In both the previous appeals where a one-page document was missing, the Court of Appeal, in the interests of substantive justice, could have ordered the party time to amend the record of appeal, as it did in Civil Appeal No 78 of 2018, Tanzania Revenue Authority v ARMZ. In this tax case, the Court (Mussa, J.A, Mugasha,J.A and Lila, J.A) ruled that whilst the Tribunal submissions were missing in the records, the Appellant (TRA), be given time to amend its record of appeal and the appeal was not struck out. This tax case is a welcome decision in which the maximum flexibility has been applied by the Court to allow parties to rectify omissions in records.
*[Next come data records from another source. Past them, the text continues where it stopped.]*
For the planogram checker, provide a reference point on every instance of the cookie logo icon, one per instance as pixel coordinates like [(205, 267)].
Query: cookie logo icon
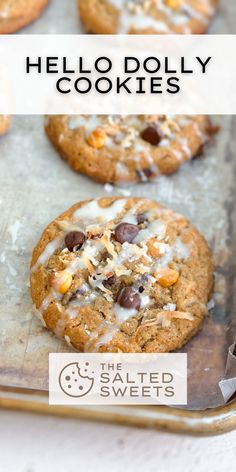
[(76, 379)]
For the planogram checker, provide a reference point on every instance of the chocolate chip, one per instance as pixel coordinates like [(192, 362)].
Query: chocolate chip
[(141, 218), (128, 298), (144, 174), (109, 282), (151, 134), (126, 232), (74, 240)]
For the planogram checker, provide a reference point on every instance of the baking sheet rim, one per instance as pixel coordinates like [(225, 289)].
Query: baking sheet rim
[(213, 421)]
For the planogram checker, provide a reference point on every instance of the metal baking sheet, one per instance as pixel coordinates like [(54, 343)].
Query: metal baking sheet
[(36, 186)]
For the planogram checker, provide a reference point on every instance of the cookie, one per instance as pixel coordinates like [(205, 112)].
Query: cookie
[(122, 275), (134, 148), (5, 122), (147, 16), (15, 14)]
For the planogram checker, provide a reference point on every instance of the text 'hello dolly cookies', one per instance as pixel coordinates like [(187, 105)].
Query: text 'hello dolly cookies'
[(122, 275), (5, 123), (134, 148), (147, 16), (15, 14)]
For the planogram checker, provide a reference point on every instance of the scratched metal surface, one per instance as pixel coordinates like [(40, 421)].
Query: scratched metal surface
[(36, 186)]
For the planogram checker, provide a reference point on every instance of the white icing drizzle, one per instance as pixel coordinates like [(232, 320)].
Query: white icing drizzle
[(91, 214), (93, 211), (139, 18), (49, 250)]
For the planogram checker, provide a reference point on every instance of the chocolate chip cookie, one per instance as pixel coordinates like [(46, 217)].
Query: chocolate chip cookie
[(134, 148), (15, 14), (5, 122), (122, 275), (147, 16)]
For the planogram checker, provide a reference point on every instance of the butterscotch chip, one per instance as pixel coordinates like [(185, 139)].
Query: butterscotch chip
[(16, 14), (110, 296), (147, 16), (166, 277), (127, 148)]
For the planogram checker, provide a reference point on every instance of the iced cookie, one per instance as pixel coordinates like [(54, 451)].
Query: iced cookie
[(147, 16), (15, 14), (5, 122), (132, 148), (122, 275)]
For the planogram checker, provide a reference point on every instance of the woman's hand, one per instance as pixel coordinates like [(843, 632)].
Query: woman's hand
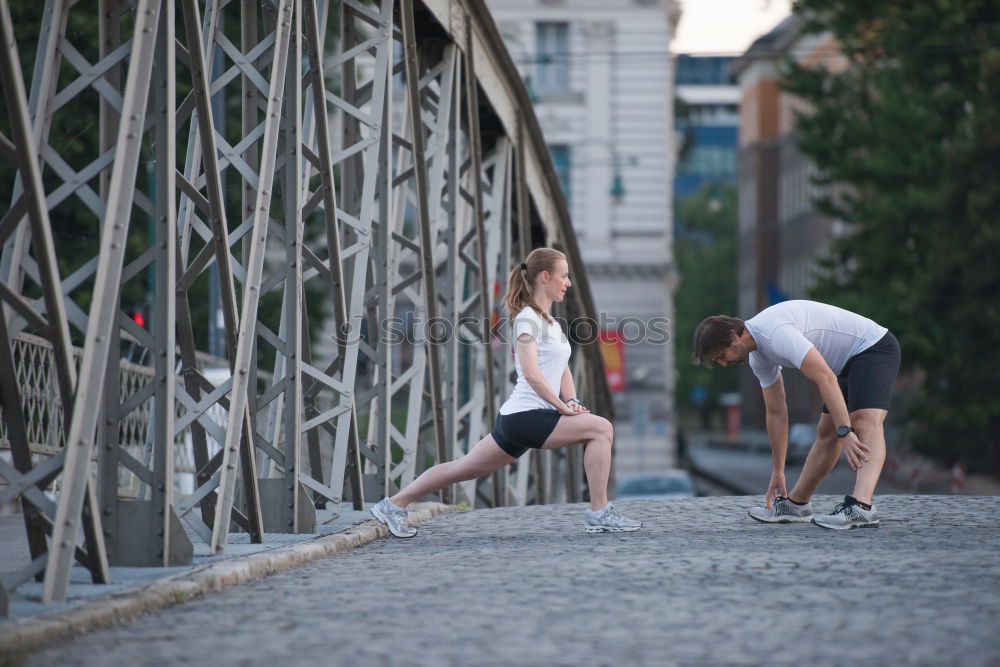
[(569, 410)]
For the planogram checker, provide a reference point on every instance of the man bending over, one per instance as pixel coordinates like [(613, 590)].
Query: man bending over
[(852, 361)]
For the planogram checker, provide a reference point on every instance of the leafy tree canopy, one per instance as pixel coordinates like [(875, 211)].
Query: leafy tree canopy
[(908, 137)]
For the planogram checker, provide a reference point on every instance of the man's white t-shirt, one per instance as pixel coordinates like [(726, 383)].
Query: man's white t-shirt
[(553, 355), (786, 331)]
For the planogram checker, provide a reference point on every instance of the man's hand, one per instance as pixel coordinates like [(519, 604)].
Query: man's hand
[(776, 487), (855, 451)]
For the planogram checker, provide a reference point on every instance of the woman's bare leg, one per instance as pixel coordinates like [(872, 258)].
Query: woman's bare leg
[(596, 434), (485, 457)]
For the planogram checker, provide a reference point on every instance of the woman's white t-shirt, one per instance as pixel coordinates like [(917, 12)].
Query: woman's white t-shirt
[(553, 351)]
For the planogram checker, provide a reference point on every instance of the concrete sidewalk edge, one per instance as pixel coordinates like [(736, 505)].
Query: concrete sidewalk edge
[(28, 634)]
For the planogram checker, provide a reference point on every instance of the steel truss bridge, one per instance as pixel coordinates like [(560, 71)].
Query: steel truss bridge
[(337, 165)]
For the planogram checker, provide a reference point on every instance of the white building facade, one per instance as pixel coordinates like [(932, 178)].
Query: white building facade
[(601, 75)]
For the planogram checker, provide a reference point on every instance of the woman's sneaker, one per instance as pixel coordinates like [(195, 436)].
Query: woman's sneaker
[(608, 520), (782, 510), (847, 515), (394, 518)]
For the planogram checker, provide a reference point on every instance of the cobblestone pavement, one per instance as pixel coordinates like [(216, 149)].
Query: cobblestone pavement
[(700, 584)]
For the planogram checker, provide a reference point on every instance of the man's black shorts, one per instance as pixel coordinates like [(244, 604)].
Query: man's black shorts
[(869, 376), (520, 431)]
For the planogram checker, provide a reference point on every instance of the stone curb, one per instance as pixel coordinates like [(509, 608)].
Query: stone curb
[(20, 636)]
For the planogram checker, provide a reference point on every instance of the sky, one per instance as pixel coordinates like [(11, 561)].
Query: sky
[(725, 27)]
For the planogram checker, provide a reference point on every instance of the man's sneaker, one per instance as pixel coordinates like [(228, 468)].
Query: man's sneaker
[(394, 518), (782, 510), (608, 520), (847, 515)]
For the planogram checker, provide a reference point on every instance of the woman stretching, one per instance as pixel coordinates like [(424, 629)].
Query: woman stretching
[(542, 411)]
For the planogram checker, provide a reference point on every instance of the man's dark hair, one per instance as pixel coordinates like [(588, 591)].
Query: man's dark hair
[(713, 335)]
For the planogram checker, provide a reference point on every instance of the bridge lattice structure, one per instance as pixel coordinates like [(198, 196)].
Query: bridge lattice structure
[(341, 166)]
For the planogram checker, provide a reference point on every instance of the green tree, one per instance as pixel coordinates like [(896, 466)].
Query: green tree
[(907, 136), (705, 252)]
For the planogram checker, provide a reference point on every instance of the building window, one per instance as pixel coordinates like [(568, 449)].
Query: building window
[(552, 53), (560, 159)]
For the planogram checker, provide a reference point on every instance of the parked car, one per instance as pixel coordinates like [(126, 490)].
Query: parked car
[(666, 484), (800, 439)]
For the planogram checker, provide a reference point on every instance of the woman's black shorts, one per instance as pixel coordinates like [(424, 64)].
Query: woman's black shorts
[(518, 432), (869, 376)]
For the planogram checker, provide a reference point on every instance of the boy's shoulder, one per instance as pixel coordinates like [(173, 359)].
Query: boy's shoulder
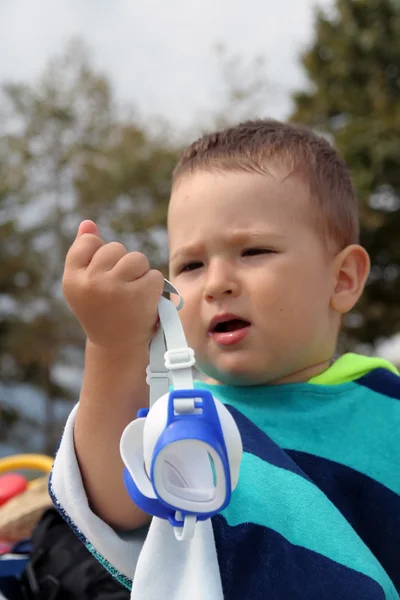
[(381, 381)]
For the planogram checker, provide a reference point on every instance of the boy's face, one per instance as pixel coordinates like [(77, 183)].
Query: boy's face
[(254, 275)]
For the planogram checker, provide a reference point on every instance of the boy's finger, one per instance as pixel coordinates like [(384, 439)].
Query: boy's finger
[(82, 251), (88, 227)]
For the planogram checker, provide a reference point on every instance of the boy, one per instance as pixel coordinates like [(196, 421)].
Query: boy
[(263, 236)]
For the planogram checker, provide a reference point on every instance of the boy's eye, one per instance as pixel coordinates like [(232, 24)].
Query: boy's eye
[(255, 251), (190, 267)]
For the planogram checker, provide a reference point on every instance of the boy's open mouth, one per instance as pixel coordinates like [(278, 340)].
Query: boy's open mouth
[(229, 326)]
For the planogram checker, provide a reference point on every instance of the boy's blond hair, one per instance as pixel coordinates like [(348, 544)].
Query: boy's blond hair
[(256, 146)]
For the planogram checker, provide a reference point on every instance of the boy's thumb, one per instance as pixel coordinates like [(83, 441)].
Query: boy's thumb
[(88, 227)]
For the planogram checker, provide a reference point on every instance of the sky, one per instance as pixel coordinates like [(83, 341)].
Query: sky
[(160, 56)]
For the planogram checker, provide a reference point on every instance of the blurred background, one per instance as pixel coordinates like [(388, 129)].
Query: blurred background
[(98, 98)]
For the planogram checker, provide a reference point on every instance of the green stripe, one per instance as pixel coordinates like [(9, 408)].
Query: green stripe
[(302, 514), (350, 367)]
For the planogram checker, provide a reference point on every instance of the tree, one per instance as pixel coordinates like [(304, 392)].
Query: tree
[(353, 67), (66, 153)]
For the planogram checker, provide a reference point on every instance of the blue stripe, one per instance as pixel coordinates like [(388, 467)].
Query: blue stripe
[(370, 508), (342, 423), (258, 563), (383, 381), (295, 508), (125, 581), (256, 442)]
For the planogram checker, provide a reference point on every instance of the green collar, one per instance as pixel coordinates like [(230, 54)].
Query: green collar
[(350, 367)]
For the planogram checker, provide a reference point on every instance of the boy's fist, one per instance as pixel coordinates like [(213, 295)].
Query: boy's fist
[(112, 292)]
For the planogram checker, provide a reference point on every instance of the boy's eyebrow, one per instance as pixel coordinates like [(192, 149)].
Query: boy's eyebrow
[(237, 237)]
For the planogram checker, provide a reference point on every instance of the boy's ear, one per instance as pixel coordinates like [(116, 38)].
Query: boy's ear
[(351, 269)]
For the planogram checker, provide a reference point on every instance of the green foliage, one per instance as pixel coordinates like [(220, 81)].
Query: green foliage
[(65, 155), (353, 69)]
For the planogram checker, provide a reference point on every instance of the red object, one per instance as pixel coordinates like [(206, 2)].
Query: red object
[(11, 485), (5, 546)]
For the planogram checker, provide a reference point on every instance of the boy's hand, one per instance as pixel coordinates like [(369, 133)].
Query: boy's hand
[(111, 291)]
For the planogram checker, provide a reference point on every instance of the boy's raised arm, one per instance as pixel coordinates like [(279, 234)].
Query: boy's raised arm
[(114, 295)]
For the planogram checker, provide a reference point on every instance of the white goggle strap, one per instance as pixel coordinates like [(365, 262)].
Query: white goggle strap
[(170, 358)]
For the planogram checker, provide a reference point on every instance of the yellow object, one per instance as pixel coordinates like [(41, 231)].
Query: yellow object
[(32, 462)]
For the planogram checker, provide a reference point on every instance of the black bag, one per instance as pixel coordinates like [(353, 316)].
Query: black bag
[(61, 568)]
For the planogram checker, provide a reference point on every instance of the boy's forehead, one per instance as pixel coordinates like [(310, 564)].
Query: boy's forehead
[(229, 193)]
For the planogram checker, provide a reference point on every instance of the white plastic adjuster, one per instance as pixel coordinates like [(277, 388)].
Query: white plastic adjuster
[(179, 358), (156, 375)]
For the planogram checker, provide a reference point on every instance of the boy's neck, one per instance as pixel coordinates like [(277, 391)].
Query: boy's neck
[(301, 376)]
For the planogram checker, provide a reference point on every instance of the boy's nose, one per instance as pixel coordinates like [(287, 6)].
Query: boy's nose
[(221, 281)]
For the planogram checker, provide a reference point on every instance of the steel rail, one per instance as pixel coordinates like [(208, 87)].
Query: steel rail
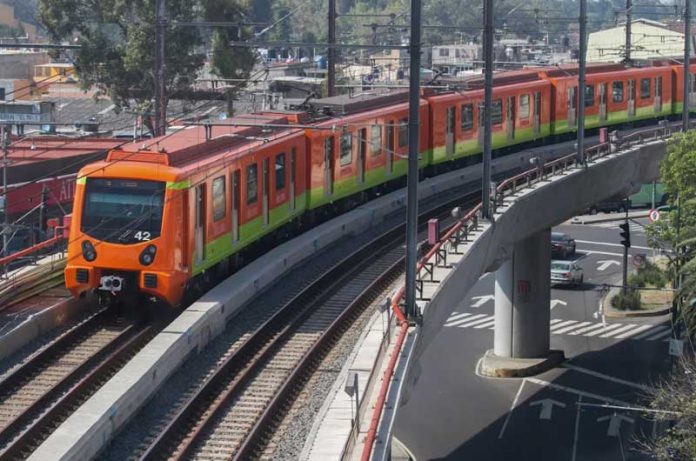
[(33, 435)]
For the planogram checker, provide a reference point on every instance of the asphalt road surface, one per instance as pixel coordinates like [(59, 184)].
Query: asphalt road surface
[(585, 410)]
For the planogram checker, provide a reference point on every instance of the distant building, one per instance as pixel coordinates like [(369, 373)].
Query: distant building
[(649, 40), (7, 17)]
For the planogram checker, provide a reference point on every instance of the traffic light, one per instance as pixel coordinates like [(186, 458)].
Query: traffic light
[(625, 235)]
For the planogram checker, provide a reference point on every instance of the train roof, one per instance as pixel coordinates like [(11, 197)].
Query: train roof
[(196, 143)]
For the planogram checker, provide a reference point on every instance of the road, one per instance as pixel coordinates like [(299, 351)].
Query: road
[(576, 412)]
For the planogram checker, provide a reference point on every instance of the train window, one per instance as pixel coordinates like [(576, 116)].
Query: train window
[(467, 122), (280, 171), (644, 88), (252, 183), (403, 132), (346, 148), (617, 91), (219, 198), (497, 112), (376, 139), (524, 106), (589, 95)]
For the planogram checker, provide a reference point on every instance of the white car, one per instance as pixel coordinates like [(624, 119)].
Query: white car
[(567, 272)]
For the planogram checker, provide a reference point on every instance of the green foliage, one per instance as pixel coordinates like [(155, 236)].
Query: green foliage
[(626, 301), (118, 36), (649, 275)]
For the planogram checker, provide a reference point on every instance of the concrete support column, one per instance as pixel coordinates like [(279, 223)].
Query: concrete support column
[(522, 300)]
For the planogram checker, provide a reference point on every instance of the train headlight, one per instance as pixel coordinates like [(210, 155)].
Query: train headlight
[(88, 251), (148, 255)]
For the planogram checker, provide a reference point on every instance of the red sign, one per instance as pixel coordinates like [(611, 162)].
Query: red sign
[(23, 197)]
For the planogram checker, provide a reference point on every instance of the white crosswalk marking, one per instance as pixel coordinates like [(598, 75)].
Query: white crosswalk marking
[(633, 331)]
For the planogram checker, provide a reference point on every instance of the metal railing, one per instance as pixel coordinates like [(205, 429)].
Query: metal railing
[(462, 231)]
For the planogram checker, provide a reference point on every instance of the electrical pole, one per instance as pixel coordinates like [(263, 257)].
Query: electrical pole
[(581, 83), (627, 56), (413, 148), (5, 140), (160, 87), (331, 61), (687, 59), (487, 103)]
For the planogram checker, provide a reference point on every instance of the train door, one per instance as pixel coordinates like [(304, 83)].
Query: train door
[(266, 188), (449, 136), (603, 102), (658, 94), (511, 118), (571, 106), (236, 187), (537, 113), (293, 160), (328, 165), (390, 147), (199, 231), (480, 108), (362, 149)]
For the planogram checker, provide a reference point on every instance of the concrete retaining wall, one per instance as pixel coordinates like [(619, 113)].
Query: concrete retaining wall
[(532, 210)]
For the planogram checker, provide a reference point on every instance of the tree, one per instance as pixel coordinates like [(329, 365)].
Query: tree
[(117, 38), (678, 229)]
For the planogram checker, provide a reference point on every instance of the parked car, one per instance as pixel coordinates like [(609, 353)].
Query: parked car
[(562, 245), (609, 206), (566, 272)]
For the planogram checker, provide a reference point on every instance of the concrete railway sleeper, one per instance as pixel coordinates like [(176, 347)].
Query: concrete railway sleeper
[(44, 390), (246, 381)]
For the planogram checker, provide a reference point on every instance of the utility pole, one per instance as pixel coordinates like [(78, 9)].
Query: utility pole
[(413, 148), (331, 61), (627, 56), (160, 87), (5, 140), (487, 103), (687, 59), (580, 154)]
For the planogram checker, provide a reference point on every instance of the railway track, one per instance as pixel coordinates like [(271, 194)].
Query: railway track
[(43, 391), (233, 414)]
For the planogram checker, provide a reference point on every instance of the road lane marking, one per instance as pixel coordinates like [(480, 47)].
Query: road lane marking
[(562, 324), (454, 323), (661, 335), (572, 390), (470, 322), (590, 242), (635, 331), (512, 408), (572, 327), (597, 374), (653, 331), (604, 330), (618, 331)]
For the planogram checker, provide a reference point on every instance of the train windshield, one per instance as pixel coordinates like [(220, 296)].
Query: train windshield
[(123, 210)]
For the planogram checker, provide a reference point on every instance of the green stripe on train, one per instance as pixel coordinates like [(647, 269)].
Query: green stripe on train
[(223, 247)]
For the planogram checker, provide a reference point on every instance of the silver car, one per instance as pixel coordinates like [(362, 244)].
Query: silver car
[(566, 272)]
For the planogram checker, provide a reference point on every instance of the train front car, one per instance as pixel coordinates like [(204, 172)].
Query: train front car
[(127, 232)]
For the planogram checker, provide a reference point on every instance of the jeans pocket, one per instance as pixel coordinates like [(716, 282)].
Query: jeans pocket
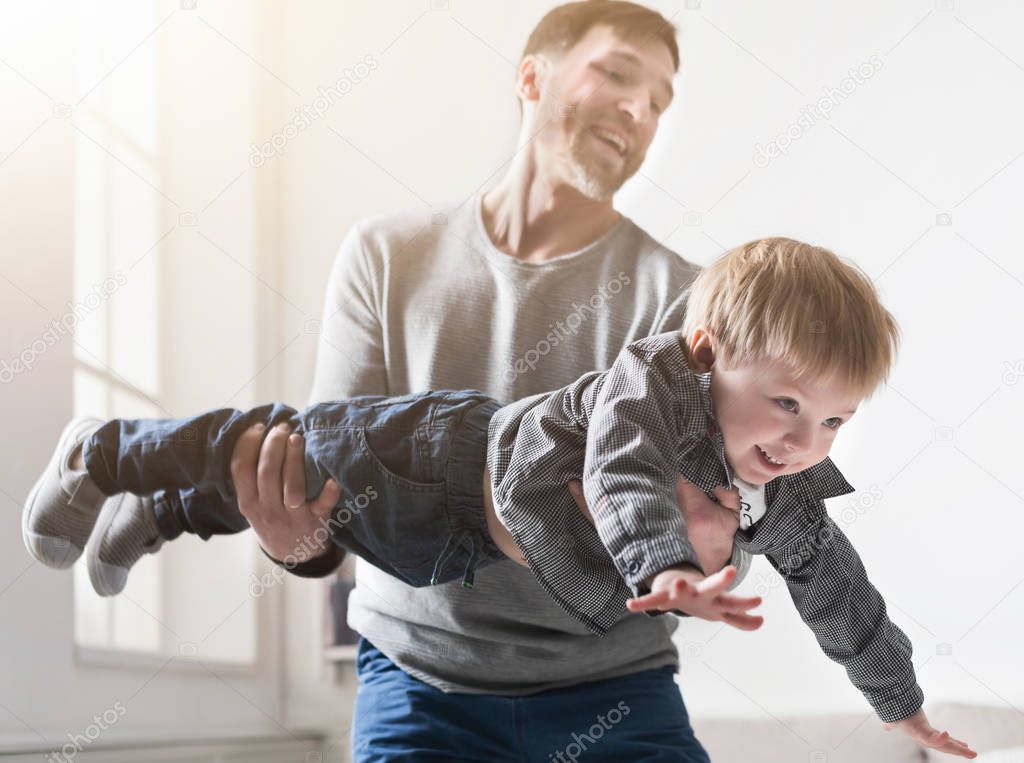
[(397, 460)]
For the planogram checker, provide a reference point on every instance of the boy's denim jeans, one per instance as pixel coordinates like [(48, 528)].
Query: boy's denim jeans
[(411, 471), (637, 717)]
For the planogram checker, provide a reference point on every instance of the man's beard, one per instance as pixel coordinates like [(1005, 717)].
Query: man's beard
[(589, 174)]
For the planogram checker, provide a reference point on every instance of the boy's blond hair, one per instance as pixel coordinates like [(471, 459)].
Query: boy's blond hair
[(784, 301)]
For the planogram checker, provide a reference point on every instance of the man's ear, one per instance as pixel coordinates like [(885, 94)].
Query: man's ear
[(702, 348), (531, 77)]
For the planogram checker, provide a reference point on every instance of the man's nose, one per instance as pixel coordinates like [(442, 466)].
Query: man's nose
[(638, 107)]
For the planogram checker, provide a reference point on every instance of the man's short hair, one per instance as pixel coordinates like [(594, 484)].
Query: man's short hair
[(784, 301), (564, 26)]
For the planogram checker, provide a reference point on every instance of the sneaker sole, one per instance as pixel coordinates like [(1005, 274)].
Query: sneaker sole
[(35, 541)]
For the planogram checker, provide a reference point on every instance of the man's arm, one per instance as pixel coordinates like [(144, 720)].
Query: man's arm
[(829, 587), (268, 473)]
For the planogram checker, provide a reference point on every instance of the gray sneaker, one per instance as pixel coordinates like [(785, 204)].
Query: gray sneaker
[(125, 532), (64, 504)]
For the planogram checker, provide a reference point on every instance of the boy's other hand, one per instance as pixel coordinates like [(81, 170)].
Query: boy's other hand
[(686, 589), (919, 729), (269, 477), (710, 525)]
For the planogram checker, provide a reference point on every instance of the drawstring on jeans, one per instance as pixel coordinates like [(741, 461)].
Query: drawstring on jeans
[(455, 542)]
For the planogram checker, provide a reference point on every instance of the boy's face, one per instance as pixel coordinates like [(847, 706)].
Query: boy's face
[(763, 411)]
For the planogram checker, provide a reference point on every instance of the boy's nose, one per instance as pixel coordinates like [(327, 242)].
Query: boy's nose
[(800, 440)]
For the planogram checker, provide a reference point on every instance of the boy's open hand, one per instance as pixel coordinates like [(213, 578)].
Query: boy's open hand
[(919, 729), (686, 589)]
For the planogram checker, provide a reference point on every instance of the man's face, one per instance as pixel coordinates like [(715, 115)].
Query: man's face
[(601, 104), (764, 413)]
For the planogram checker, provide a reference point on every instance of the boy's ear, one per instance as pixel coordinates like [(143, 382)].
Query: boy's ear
[(701, 351), (531, 76)]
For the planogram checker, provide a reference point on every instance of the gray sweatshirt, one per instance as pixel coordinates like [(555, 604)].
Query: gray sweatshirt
[(423, 300)]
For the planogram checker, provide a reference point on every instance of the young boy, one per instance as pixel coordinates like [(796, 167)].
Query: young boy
[(781, 342)]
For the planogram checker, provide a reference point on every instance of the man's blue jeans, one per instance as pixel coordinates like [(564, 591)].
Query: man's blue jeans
[(639, 718)]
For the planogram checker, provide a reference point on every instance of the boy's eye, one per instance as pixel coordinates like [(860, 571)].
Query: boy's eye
[(787, 404)]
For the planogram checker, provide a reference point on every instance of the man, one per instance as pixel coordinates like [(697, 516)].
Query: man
[(514, 292)]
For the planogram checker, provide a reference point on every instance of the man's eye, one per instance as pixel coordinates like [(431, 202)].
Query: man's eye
[(613, 76)]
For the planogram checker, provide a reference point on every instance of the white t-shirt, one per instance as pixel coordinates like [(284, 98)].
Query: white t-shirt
[(752, 502)]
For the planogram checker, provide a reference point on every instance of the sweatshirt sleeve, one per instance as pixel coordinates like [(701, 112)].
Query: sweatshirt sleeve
[(349, 354), (350, 346)]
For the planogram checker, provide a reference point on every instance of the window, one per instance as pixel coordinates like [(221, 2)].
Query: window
[(193, 599)]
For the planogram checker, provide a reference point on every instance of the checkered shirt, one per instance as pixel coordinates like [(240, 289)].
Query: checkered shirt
[(628, 432)]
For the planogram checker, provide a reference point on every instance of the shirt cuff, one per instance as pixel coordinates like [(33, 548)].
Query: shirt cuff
[(645, 558), (317, 566)]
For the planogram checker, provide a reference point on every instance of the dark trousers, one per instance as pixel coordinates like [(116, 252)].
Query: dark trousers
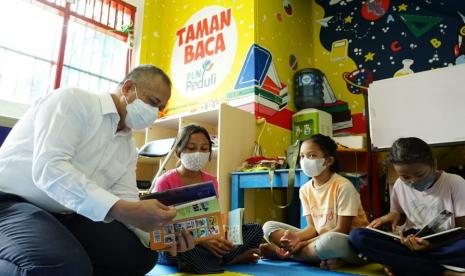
[(35, 242), (201, 261), (387, 251)]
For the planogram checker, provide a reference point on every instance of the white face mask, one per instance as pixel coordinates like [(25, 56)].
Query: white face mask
[(140, 115), (195, 161), (312, 167)]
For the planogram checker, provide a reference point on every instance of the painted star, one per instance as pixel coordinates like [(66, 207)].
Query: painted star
[(369, 56), (402, 7), (348, 19)]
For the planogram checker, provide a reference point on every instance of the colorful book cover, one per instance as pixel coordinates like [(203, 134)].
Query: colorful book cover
[(255, 68), (197, 211)]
In general, the recently introduced overriding objective principle is new and still under test. The cases above reflect the unpredictability of when the Court will allow this principle to be invoked and when it will not. Decisions such as in the case of Yakobo Magoiga Gichere, MTUWASA and TRA (supra) are reflective of the Court’s spirit of incorporating the oxygen principle. It is for the Court of Appeal to choose the direction it intends to take in dispensing substantive justice, which will consequently pave the way for other junior Courts, and it has started quite well, although some of the decisions as discussed above are unwelcome and inconsistent. Only time will tell.